Limitations. Because of varying data collection methods, it may not be possible to accurately compare similarities and differences between HPACT and GPD sites, nor was it the intention of this study. Since sites were nonrandomly selected and included only seven states, findings are not generalizable to all clinics and organizations serving homeless Veterans in the U.S. However, care was taken to select sites representing a diverse range of geographic areas and patient/client sizes. Lastly, GPD respondents were interviewed when the Pfizer-BioNTech vaccine was only being administered under an Emergency Use Authorization (prior to its full authorization) by the U.S. Food and Drug Administration, and before the vaccines were widely available to the public, so we were not able to assess whether these events changed processes or uptake over time. Follow-up research is recommended. Future research should also explore the possible effects of the local political environment, which was outside the scope of this study and may affect state policies dictating vaccine prioritization, vaccination and other protective mandates, or funding for resources, all of which may influence vaccination uptake.

Conclusions

Understanding the challenges and facilitators to getting Veterans experiencing homelessness vaccinated for COVID-19 will enable the VA, healthcare professionals, and homeless service providers to develop more effective policies and educational campaigns to increase uptake among this vulnerable population.
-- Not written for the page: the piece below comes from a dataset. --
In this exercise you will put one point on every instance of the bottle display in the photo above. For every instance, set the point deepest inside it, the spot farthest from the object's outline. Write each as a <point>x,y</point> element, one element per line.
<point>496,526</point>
Recommendations include providing convenient access to vaccines, using trusted sources, such as homeless program staff or Veteran peers, to provide educational information about the safety and efficacy of COVID-19 vaccines, and encouraging, rather than mandating, vaccination. Lessons learned could aid entities who deliver care to people experiencing homelessness with increasing vaccine uptake for COVID-19 booster shots, seasonal influenza, and other vaccines for transmissible diseases beyond the current pandemic.